Gotham City não é um cenário
de ficção sobre o crime; é um tratado sobre o colapso das instituições. É uma
cidade permanentemente em chamas, devorada pelo caos, pela destruição e pelo
medo, onde a população conta os corpos nas ruas enquanto os criminosos mais
perigosos entram e saem de um sistema que se recusa a puni-los. A tragédia de
Gotham não nasce da falta de polícias ou de leis; nasce da ilusão burocrática
de que a barbárie pode ser domesticada num divã. É esse mesmo labirinto
psicológico que ameaça agora o nosso mundo real.
Lindsay Clancy não discute que
estrangulou Cora, Dawson e Callan. O julgamento em Massachusetts discute se, no
momento em que o fez, era criminalmente responsável. A frase que circulou na
CNN Portugal resume a tese da defesa: o facto de o crime ter sido planeado não
retira o ónus de ter sido causado pela doença mental.
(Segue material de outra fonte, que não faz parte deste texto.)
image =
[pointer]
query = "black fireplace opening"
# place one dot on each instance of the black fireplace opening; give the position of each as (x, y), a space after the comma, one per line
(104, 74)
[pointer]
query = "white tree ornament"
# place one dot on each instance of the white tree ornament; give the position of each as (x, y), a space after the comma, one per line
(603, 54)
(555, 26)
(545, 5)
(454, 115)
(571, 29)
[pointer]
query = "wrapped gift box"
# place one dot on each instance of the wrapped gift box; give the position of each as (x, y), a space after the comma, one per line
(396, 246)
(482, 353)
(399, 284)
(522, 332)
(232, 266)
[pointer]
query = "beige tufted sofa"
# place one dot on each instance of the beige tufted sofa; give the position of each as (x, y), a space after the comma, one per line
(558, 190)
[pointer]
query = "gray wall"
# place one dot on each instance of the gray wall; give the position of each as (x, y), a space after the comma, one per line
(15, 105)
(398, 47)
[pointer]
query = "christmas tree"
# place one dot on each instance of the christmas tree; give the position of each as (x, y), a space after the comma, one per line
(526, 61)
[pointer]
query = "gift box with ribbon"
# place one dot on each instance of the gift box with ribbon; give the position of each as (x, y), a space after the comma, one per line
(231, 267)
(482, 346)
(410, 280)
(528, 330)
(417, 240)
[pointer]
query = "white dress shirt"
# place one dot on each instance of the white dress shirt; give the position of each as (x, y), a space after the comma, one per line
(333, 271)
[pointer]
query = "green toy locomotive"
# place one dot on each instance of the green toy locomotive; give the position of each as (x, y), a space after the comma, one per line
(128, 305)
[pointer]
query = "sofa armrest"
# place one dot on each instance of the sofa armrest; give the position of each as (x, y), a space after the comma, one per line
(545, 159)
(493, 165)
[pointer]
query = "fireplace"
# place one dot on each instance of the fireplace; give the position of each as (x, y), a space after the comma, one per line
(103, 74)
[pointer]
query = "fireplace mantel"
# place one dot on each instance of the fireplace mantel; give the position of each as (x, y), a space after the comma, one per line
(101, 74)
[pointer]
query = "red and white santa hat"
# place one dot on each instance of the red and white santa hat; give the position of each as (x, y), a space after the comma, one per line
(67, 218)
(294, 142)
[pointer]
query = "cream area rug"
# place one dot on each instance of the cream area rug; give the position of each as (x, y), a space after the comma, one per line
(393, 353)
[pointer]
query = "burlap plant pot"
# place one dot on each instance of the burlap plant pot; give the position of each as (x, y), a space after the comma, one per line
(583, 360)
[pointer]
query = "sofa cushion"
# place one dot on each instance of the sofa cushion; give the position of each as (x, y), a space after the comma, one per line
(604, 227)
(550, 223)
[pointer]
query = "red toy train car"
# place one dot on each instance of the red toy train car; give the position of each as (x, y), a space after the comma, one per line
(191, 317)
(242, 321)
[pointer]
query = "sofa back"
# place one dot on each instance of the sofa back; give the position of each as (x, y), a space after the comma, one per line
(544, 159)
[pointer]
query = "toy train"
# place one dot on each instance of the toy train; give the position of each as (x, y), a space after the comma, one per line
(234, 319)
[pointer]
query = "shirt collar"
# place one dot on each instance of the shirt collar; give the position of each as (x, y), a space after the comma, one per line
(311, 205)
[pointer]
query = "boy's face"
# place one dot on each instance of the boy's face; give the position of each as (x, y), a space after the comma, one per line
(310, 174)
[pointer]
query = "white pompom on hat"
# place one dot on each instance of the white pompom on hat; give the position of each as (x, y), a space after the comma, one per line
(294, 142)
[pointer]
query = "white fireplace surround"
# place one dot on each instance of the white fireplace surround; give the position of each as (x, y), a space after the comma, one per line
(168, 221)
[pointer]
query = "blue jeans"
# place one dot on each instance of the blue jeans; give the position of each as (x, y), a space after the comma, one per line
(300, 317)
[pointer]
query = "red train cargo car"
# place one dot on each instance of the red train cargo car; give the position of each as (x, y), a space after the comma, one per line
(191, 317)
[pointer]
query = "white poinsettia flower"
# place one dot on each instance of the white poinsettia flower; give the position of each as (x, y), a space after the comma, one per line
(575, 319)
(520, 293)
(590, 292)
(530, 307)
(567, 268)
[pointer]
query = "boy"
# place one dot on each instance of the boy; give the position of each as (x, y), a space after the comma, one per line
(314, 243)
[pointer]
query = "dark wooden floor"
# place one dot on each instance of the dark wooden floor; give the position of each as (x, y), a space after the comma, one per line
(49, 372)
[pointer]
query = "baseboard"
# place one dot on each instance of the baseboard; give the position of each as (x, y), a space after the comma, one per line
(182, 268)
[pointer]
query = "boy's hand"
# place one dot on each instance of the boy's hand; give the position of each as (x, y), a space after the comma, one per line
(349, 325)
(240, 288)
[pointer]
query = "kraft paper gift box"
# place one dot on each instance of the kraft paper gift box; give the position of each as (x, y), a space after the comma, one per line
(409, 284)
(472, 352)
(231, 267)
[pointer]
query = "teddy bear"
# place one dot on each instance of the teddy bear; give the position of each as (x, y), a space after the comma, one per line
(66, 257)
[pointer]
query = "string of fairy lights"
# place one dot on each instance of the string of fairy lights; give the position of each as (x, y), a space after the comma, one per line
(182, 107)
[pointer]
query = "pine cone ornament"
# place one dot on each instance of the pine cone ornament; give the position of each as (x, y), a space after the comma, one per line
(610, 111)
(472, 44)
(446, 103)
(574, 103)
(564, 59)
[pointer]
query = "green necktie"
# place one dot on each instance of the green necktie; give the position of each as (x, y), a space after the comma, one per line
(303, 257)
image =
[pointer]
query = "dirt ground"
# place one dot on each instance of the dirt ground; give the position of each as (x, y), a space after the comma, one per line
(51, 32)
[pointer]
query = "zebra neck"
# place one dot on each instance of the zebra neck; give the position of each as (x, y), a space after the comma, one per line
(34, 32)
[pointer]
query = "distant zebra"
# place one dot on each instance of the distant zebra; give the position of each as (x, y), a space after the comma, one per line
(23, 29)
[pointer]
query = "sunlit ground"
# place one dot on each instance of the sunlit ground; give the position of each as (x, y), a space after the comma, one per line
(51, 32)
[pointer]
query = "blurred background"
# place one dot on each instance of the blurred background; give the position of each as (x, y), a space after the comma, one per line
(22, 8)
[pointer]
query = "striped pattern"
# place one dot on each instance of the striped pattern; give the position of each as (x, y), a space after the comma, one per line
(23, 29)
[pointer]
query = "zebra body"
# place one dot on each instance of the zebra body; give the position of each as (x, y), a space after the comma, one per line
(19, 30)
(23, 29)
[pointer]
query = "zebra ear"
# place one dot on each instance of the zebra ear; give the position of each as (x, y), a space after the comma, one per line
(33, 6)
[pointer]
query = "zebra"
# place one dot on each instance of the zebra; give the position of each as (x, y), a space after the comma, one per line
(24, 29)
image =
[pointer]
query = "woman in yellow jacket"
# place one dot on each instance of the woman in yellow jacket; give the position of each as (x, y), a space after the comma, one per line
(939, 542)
Se o júri aceitar essa tese, ela não sai pela porta da prisão no dia do veredicto. Segue-se um internamento compulsivo numa unidade psiquiátrica de segurança, com revisões periódicas e o Ministério Público com voz nas decisões de uma eventual alta. Andrea Yates, o precedente mais invocado, nunca foi libertada. Isso é um facto. E é precisamente aqui que a analogia com Gotham deixa de ser uma caricatura e passa a ser um aviso.
Em Gotham, o Joker não
precisava de ser “inocentado” no sentido quotidiano da palavra. Precisava de
Arkham: um sítio que o classificava como doente, o continha temporariamente e,
com o tempo, falhava. Ele fugia. A cidade pagava com as mortes que se seguiam.
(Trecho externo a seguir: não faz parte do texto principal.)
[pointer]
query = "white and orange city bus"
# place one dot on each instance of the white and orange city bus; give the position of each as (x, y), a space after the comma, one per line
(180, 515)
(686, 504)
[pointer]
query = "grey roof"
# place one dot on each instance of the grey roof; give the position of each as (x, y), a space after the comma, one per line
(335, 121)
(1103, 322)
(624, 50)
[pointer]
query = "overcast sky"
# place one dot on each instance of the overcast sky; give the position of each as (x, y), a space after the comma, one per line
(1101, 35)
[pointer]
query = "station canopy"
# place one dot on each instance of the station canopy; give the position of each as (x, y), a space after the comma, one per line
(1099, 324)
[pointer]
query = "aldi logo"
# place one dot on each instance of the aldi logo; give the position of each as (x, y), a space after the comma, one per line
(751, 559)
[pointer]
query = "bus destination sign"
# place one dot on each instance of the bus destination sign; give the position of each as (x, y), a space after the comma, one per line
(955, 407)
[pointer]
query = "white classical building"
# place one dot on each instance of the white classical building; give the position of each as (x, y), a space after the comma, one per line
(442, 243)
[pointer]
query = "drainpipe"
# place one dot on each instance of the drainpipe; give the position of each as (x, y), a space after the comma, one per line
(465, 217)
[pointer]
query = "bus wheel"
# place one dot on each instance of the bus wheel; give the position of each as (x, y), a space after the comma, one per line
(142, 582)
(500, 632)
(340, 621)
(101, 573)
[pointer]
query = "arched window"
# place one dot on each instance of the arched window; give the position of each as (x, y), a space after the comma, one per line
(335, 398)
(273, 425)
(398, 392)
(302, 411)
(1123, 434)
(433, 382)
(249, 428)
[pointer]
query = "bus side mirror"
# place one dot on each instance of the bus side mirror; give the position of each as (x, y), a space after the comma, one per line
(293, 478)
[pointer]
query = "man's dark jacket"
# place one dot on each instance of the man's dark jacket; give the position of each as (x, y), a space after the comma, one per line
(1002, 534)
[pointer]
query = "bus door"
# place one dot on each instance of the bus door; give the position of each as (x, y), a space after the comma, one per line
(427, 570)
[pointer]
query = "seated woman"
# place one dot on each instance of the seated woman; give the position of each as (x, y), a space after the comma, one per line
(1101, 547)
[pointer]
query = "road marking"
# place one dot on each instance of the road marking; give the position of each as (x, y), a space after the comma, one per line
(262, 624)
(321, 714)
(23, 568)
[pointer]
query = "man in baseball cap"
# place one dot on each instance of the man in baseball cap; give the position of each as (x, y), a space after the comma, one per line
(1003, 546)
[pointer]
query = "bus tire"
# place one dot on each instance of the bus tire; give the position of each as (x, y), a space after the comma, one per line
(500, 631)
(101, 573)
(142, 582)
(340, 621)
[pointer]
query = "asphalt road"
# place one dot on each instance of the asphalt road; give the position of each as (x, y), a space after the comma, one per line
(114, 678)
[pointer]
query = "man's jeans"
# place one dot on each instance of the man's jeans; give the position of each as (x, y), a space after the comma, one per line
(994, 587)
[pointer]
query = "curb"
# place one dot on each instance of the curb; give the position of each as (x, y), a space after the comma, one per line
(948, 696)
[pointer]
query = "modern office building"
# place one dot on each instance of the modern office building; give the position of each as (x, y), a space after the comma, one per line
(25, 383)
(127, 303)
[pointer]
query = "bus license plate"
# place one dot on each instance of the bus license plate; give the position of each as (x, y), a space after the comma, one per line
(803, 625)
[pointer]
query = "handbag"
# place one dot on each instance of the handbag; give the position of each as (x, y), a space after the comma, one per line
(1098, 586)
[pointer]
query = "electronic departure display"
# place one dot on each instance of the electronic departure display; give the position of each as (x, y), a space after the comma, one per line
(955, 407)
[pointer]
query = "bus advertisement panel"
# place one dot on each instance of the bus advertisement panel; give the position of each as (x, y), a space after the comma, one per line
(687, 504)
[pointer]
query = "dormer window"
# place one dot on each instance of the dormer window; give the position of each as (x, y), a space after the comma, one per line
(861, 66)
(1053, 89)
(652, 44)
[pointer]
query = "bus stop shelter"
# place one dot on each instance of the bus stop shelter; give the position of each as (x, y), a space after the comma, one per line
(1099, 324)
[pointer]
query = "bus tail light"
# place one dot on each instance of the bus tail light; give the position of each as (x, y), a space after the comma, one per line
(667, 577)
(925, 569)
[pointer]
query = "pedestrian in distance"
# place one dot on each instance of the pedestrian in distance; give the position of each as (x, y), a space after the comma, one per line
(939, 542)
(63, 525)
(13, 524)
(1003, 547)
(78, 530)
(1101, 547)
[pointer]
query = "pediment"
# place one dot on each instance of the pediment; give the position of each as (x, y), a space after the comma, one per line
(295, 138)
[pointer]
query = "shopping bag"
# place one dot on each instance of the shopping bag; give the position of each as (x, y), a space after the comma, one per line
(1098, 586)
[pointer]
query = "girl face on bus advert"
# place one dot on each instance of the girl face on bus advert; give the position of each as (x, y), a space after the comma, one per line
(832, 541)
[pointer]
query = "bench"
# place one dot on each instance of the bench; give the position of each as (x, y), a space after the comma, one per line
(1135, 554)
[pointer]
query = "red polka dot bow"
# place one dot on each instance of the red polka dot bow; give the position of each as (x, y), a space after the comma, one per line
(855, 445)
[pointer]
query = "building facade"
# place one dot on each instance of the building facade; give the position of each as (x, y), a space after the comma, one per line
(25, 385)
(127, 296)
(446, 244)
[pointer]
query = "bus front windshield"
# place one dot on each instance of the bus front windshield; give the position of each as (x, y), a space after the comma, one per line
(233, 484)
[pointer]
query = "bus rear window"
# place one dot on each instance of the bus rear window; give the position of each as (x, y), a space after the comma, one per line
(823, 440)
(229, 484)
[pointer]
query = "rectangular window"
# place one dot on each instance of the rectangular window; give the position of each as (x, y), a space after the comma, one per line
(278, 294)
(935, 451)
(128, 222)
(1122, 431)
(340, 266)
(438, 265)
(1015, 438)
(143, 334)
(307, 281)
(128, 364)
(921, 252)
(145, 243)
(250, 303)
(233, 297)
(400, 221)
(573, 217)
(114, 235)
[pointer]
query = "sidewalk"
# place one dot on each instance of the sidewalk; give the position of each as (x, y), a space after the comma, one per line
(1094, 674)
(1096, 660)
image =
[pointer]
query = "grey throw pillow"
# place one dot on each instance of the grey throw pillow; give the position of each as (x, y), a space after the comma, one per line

O sistema não abria a porta no primeiro dia; ia reclassificando o perigo,
gerindo a narrativa da doença e da reabilitação até a contenção se tornar uma
rotina administrativa. O mentor do mal não precisava de liberdade imediata.
Precisava de um dispositivo que, uma vez o ato enquadrado como patologia,
tratava o perigo com menos urgência do que tratava o diagnóstico.
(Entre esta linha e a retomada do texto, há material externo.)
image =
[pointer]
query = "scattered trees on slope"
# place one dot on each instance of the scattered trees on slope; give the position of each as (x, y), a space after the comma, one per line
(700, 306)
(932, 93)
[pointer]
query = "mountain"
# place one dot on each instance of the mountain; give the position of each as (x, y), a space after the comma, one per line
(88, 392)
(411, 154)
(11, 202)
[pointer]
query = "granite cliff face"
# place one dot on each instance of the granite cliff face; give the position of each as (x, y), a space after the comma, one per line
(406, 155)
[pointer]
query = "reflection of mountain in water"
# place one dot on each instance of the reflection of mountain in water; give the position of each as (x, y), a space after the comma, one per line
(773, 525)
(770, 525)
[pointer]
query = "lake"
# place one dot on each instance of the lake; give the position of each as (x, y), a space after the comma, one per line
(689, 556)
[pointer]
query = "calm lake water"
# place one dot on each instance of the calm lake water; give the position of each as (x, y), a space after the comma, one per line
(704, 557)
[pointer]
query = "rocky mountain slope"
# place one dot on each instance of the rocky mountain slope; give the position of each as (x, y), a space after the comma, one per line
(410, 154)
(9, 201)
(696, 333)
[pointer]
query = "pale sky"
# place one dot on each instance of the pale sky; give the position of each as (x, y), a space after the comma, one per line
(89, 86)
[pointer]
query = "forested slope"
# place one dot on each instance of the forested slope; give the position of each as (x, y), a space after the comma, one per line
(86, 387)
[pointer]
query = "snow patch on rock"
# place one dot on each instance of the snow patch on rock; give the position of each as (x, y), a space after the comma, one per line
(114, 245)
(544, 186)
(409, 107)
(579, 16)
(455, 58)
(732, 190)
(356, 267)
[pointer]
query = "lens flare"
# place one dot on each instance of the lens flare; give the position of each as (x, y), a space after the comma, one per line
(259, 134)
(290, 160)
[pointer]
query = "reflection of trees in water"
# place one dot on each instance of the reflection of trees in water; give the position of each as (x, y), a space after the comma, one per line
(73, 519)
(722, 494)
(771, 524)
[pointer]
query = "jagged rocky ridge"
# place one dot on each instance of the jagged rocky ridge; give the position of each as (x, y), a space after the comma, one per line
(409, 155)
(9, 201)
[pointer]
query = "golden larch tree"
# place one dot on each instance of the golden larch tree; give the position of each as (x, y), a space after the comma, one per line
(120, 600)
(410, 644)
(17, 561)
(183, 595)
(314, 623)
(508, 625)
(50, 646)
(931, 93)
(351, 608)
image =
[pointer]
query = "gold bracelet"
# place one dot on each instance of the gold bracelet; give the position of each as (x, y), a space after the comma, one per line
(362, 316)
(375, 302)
Não é por acaso que chegámos
aqui. Há anos que a própria indústria cultural nos treina para isto. Hollywood
pegou no Joker e transformou-o num “coitadinho”, numa engrenagem indefesa e num
mero “resultado do sistema”. A personagem sofreu uma operação de cosmética e
limpeza tal que se tornou simpática aos olhos do público; o que outrora era o
vilão cruel e o mau da fita passou a ser a vítima incompreendida de uma
sociedade fria. Ao humanizar a monstruosidade sob o pretexto da empatia, a
cultura preparou-nos para aceitar a premissa mais perigosa do nosso tempo: a de
que os criminosos são apenas subprodutos das suas circunstâncias, indivíduos
sem livre-arbítrio que agem com “motivos” compreensíveis e que, por isso, nunca
devem ser verdadeiramente condenados.
O caso Clancy já mostrou
premeditação, dissimulação e execução. Enviou o marido a buscar o jantar e um
medicamento, criou a janela de tempo, usou elásticos de exercício, um filho de
cada vez, no sítio onde as crianças deveriam estar mais seguras. Depois tentou
o suicídio. Os peritos da acusação disseram que mantinha a capacidade de
distinguir o certo do errado e de se controlar; os peritos da defesa falaram em
psicose franca e numa voz que mandava matar. O júri decidirá o ponto jurídico.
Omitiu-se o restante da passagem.